IMAS conventions for the netCDF data format

This page describes the conventions for storing IMAS data in the netCDF4 data format. These conventions build on top of the conventions described in the NetCDF User Guide (NUG) and borrow as much as possible from the Climate and Forecast (CF) conventions.

Introduction

Goals

The netCDF library is a cross-platform library that enables to read and write self-describing datasets consisting of multi-dimensional arrays. The purpose of these IMAS conventions is to define how to store IMAS data, conforming to the IMAS Data Dictionary, in a netCDF file.

Principles for design

The following principles are followed in the design of these conventions:

  1. The data model described by the IMAS Data Dictionary is leading.

  2. The data should be self-describing without needing to access the Data Dictionary documentation. All relevant metadata should be available in the netCDF file.

  3. Widely used conventions, like the Climate and Forecast conventions, should be used as much as possible.

  4. It should be possible to store any valid IDS (according to the Data Dictionary) in an IMAS netCDF file.

Terminology

The terms in this document that refer to components of a netCDF file are defined in the NetCDF User’s Guide (NUG) and/or the CF Conventions. Some of those definitions are repeated below for convenience.

auxiliary coordinate variable

Any netCDF variable that contains coordinate data, but is not a coordinate variable (in the sense of that term defined by the NUG and used by this standard – see below). Unlike coordinate variables, there is no relationship between the name of an auxiliary coordinate variable and the name(s) of its dimension(s).

coordinate variable

We use this term precisely as it is defined in the NUG section on coordinate variables.

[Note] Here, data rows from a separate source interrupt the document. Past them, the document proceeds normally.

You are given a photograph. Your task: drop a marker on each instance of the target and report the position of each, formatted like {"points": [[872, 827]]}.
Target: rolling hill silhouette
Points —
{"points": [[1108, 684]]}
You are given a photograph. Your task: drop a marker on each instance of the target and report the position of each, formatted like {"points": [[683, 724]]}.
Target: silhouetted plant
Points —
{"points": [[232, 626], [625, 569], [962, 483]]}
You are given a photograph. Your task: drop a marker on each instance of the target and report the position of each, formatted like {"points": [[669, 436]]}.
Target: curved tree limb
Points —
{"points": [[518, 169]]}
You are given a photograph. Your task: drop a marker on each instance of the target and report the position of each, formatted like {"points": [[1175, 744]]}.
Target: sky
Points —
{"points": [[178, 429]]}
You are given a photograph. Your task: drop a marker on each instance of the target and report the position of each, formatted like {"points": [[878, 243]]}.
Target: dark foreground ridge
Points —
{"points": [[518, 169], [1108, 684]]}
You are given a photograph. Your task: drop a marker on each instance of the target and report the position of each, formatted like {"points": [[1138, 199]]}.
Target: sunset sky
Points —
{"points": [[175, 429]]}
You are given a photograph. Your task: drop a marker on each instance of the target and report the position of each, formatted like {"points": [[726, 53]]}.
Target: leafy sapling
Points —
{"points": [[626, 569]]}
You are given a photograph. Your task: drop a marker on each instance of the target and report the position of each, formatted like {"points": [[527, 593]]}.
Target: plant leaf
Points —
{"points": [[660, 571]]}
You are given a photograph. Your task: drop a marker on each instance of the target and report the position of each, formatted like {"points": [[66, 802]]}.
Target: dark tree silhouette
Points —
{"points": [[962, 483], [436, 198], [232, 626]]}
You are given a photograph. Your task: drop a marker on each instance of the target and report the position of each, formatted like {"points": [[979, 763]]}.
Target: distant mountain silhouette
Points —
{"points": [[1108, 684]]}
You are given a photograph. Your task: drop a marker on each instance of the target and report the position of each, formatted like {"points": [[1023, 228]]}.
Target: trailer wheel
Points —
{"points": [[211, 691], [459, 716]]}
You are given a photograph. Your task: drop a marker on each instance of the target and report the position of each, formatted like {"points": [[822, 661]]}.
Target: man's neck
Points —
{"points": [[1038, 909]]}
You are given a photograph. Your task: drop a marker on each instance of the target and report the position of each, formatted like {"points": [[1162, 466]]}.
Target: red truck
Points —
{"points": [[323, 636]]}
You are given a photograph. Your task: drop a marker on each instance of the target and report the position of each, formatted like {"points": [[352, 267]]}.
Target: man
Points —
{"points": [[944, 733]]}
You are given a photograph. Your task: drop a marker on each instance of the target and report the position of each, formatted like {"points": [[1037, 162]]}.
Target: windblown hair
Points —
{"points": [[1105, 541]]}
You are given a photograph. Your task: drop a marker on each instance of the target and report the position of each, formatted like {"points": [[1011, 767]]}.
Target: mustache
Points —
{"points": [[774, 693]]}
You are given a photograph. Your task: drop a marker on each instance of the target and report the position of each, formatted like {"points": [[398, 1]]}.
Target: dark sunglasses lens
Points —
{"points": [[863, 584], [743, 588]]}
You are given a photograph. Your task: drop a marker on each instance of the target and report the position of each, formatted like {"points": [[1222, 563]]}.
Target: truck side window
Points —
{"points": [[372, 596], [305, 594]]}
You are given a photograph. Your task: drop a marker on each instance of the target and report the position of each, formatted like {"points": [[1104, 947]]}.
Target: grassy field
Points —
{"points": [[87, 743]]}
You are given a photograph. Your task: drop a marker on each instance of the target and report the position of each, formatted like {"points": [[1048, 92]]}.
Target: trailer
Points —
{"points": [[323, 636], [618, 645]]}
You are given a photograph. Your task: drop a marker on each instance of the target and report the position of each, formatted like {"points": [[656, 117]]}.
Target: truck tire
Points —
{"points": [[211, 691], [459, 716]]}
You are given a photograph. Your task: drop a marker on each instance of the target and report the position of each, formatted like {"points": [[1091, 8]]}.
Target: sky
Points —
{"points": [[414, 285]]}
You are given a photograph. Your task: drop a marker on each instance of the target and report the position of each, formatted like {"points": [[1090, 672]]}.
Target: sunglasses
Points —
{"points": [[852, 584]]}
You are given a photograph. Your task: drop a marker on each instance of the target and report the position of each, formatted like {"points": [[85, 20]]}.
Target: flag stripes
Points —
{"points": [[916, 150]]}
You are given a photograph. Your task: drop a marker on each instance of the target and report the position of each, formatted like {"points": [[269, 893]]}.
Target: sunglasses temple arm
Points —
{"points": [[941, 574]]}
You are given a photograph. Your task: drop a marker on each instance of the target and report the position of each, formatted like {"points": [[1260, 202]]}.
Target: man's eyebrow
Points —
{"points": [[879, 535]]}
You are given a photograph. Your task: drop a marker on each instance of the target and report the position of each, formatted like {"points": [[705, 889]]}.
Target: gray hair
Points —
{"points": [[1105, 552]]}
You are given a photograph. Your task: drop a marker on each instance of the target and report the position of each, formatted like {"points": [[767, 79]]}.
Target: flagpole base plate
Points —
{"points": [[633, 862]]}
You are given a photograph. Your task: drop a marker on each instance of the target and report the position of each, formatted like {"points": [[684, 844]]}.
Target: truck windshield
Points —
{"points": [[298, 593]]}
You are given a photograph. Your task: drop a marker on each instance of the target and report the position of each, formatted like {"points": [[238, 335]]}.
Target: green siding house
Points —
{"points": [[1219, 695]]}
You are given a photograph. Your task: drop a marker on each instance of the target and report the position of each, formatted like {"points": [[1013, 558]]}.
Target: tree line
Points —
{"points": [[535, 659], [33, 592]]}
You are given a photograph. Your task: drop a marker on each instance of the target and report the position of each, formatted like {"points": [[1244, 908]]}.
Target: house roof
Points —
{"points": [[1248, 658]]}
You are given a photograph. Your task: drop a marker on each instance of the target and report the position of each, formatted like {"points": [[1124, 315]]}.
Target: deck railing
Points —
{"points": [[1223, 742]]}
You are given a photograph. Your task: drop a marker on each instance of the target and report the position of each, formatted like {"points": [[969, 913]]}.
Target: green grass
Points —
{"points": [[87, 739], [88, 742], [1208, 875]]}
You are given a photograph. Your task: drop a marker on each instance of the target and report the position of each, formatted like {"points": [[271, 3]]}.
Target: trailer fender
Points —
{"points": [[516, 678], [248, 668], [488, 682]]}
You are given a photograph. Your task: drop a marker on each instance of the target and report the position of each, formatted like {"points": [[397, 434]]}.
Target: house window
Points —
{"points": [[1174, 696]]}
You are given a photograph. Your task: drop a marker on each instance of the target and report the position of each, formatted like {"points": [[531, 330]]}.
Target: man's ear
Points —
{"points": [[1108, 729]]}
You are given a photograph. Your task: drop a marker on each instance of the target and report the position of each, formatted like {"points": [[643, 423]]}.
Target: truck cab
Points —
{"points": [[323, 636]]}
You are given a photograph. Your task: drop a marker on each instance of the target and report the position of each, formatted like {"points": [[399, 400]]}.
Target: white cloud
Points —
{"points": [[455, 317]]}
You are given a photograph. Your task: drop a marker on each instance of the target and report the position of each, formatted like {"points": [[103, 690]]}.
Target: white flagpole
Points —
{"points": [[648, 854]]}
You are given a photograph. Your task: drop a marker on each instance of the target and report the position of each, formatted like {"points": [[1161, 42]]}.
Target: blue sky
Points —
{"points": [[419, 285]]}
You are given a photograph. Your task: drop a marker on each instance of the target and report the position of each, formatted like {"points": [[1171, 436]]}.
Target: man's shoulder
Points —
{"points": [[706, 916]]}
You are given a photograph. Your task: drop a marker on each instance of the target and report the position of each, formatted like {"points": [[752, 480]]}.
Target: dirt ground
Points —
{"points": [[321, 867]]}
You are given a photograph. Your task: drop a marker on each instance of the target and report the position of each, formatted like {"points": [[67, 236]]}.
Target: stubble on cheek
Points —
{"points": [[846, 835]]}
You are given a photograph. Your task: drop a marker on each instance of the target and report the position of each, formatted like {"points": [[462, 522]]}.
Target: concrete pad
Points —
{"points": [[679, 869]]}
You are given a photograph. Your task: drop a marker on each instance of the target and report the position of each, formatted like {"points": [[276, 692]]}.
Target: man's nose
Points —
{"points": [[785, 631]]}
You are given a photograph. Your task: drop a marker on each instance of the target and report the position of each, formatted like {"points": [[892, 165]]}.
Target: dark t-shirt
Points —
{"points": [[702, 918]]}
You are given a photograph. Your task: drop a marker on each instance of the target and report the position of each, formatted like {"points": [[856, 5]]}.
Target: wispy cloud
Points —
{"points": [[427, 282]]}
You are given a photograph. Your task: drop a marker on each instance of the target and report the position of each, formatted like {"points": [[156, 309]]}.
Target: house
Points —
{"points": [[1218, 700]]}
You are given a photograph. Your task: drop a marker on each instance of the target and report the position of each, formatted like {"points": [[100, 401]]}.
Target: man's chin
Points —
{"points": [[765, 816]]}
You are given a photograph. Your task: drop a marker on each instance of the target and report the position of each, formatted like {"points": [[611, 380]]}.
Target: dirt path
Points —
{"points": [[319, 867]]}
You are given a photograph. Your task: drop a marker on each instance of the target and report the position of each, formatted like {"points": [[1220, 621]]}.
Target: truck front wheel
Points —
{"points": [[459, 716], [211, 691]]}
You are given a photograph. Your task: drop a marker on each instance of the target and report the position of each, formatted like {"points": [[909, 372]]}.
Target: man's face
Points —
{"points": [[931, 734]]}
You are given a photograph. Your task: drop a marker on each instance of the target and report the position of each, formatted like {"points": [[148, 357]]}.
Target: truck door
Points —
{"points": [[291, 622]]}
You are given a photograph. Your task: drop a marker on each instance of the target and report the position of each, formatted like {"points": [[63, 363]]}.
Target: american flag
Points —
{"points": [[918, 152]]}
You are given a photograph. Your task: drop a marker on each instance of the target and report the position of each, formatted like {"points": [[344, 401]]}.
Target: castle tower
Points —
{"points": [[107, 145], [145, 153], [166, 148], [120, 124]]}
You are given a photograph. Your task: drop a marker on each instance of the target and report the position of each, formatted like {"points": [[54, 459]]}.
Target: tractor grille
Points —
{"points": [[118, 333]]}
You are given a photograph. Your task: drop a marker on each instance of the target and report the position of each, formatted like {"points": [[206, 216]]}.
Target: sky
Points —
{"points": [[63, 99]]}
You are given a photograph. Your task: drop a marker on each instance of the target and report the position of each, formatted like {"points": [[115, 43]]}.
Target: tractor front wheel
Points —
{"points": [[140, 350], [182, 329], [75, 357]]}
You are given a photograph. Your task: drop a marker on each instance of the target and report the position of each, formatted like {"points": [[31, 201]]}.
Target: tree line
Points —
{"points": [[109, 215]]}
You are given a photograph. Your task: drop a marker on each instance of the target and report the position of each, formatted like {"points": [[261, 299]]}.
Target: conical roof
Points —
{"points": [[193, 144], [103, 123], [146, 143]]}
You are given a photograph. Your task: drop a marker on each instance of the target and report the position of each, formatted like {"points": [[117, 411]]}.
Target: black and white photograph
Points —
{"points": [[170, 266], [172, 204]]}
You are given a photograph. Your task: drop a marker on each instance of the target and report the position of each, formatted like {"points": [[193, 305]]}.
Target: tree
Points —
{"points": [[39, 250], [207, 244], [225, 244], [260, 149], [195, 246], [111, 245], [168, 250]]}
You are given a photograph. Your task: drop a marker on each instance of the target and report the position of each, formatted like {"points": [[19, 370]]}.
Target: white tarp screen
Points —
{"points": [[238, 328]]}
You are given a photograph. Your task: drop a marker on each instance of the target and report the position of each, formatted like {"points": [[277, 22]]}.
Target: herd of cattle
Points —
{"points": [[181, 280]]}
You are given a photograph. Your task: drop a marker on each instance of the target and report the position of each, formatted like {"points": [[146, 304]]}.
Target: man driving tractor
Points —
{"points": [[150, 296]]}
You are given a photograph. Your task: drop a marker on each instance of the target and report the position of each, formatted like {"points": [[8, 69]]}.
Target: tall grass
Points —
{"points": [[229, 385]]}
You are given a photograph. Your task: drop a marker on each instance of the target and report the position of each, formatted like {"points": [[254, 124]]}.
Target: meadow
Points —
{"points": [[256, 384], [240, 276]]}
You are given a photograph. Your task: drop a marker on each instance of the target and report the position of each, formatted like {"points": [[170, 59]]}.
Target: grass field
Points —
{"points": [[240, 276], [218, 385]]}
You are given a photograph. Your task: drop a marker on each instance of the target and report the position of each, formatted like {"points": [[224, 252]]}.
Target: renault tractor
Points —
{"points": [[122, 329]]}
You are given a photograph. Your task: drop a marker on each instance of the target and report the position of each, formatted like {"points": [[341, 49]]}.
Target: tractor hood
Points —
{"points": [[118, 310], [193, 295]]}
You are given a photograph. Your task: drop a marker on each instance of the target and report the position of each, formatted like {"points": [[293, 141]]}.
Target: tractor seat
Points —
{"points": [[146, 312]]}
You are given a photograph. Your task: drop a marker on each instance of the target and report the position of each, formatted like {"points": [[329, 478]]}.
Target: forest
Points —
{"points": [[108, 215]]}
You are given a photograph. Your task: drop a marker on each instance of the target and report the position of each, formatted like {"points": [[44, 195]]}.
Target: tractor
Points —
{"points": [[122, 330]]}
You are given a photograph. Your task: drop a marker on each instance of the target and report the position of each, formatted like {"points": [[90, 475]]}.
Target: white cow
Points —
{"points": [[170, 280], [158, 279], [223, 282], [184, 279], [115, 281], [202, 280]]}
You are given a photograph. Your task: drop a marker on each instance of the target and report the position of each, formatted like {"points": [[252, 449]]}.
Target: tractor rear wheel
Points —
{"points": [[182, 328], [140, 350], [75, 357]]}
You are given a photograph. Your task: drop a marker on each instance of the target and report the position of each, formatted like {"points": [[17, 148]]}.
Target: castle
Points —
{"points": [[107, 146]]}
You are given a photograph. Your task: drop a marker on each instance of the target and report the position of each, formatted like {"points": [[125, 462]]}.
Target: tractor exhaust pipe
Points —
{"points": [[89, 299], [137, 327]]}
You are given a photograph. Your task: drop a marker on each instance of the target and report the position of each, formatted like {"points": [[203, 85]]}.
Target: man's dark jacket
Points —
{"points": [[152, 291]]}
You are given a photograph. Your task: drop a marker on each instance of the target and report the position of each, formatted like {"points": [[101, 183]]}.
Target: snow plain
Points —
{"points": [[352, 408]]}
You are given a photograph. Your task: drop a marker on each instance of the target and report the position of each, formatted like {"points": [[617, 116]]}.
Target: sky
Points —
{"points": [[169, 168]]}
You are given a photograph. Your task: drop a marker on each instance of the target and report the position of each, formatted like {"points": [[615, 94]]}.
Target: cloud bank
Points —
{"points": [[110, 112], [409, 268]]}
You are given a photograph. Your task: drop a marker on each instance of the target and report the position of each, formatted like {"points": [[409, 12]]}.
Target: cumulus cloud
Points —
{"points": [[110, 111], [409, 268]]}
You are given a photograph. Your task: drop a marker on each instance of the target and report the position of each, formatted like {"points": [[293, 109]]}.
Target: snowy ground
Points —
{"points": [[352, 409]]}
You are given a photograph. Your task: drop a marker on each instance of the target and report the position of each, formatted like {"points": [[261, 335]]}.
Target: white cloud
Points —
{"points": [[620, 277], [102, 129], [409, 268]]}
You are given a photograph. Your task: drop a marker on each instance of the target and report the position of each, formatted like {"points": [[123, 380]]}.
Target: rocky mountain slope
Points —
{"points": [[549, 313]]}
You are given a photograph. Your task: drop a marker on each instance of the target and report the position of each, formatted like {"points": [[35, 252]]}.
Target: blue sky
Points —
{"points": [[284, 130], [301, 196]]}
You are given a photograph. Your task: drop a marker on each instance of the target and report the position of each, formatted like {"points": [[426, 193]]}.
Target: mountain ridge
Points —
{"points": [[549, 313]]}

It is a one-dimensional variable with the same name as its dimension [e.g., time(time)], and it is defined as a numeric data type with values in strict monotonic order (all values are different, and they are arranged in either consistently increasing or consistently decreasing order). Missing values are not allowed in coordinate variables.

multi-dimensional coordinate variable

An auxiliary coordinate variable that is multidimensional.

time dimension

A dimension of a netCDF variable that has an associated time coordinate variable.

NetCDF files and components

In this section we describe conventions associated with filenames and the basic components of a netCDF file.

Filename

NetCDF files should have the file name extension “.nc”.

File format

These conventions require functionality that is only available in the netCDF-4 file format. As a result, this is the only supported file format for IMAS netCDF files.

Global attributes

The following global (file-level) attributes should be set in IMAS netCDF files:

Conventions

The Conventions attribute is set to “IMAS” to indicate that the file follows these IMAS conventions.

data_dictionary_version

The data_dictionary_version attribute is set to the version string of the Data Dictionary it follows. For example: “3.38.1”, “3.41.0”.

Groups

The IMAS Data Dictionary organizes data in Interface Data Structures (IDS). The IMAS Access Layer stores collections of IDSs in a Data Entry. Multiple occurrences of an IDS can occur in a Data Entry.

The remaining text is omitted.